На протяжении всего периода ожесточенных сражений в Нормандии у нас не было намерений прорываться к Сене с восточного фланга; об этом ясно свидетельствуют многочисленные изданные мною приказы и распоряжения. Подобное неверное толкование существовало только в штабе Верховного главнокомандования, в то время как все высшие офицеры, отвечавшие [267] за ведение боевых действий в Нормандии, в том числе Бредли, имели точное представление об истинных задачах плана. Неправильное понимание стало причиной многочисленных разногласий, и недолюбливавшие меня члены штаба Верховного главнокомандования воспользовались этим для создания конфликтной ситуации в период развития кампании.

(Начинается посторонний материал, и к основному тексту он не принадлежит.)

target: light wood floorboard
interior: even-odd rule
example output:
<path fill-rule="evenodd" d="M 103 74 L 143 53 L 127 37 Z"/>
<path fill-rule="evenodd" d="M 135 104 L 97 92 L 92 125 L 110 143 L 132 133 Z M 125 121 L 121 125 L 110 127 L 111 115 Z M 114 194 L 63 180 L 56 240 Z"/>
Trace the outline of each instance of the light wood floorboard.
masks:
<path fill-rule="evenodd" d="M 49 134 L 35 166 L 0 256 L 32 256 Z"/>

По-моему, одна из причин этого заключалась в том, что первоначальный план КОССАК[14], по сути дела, состоял в прорыве из района Канна — Фалеза на нашем восточном фланге. Я отказался принять этот план и изменил его. Автор плана, генерал Морган, к этому времени стал заместителем начальника штаба Верховного главнокомандования. Он считал Эйзенхауэра богом; поскольку я отверг многие его планы, меня он поставил на противоположный конец небесной иерархии. Так были посеяны семена раздора. Морган и его окружение (стратеги, отстраненные от дел) при любой возможности пытались убедить Эйзенхауэра в том, что я настроен на оборону и что мы вряд ли пойдем на прорыв где бы то ни было!

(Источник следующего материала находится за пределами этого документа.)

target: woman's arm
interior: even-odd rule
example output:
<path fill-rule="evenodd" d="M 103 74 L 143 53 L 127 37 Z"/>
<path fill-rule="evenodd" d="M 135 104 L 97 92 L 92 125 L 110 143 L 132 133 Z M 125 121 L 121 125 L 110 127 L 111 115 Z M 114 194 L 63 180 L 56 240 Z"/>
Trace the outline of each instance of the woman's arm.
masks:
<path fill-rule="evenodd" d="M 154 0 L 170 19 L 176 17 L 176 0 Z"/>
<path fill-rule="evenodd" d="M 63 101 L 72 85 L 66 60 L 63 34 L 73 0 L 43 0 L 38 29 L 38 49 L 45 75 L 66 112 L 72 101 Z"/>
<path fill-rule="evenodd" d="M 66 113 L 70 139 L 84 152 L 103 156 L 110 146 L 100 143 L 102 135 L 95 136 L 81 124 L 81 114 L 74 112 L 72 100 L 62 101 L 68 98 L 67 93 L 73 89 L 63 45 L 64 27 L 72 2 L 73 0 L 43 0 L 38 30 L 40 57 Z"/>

Летчики, которым, как нетрудно понять, хотелось получить аэродромы на восточном фланге под Каном, всячески поддерживали все «фантазии» Моргана на этот счет. А некоторые летчики буквально испытывали счастье от представившейся возможности намекнуть, что не все идет так, как следует. Одна из проблем заключалась в самой организации командования. В пустыне «Маори» Конингем и я были равноправными партнерами — он командовал ВВС в пустыне, а я — 8-й армией. После взятия Триполи он остался в Северной Африке, где работал вместе с Александером, и мы вновь объединились только в 1944 году, когда оба оказались в Англии. И тут мы уже не были равноправными партнерами. Мало того что мой берет украшали две кокарды — я стал обладателем сразу двух беретов. Я был одновременно главнокомандующим 21-й группой армий и командующим сухопутными войсками в Нормандской операции. Таким образом, мне приходилось иметь дело с двумя представителями ВВС: главнокомандующим Ли-Мэллори и «Маори» Конингемом, возглавлявшим 2-е тактическое [268] командование, которое работало с 21-й группой армий. «Маори» был особенно заинтересован в получении аэродромов к юго-востоку от Кана. Эти аэродромы упоминались в плане и, с его точки зрения, имели первостепенное значение. Я не ругаю его. Но для меня они первостепенного значения не имели. В случае выигрыша в Нормандском сражении мы получали все, и аэродромы в том числе. Я сражался не за аэродромы — я сражался, чтобы выбить из Нормандии Роммеля. Конингем вряд ли мог понять это по двум причинам. Во-первых, в это время мы не виделись ежедневно, как это бывало в пустыне: на этом этапе я работал напрямую с Ли-Мэллори. Во-вторых, Конингем хотел получить аэродромы, чтобы разбить Роммеля, а я хотел разбить Роммеля, чтобы, помимо всего прочего, получить аэродромы. «Маори» с Теддером были старыми друзьями. Они вместе пережили тяжелые времена на Ближнем Востоке. Поэтому «Маори» пользовался благосклонностью Теддера — к тому же оба они были хорошими летчиками. Все это, как мне кажется, оказывало определенное влияние на Теддера и давало Моргану возможность получить в штабе Верховного главнокомандования союзных экспедиционных сил союзника, обладавшего преимуществом, которого сам Морган не имел, — опытом ведения боевых действий, пусть и не сухопутных.

вернуться

[14]

КОССАК (COSSAC) — кодовое название штаба планирования операции «Оверлорд».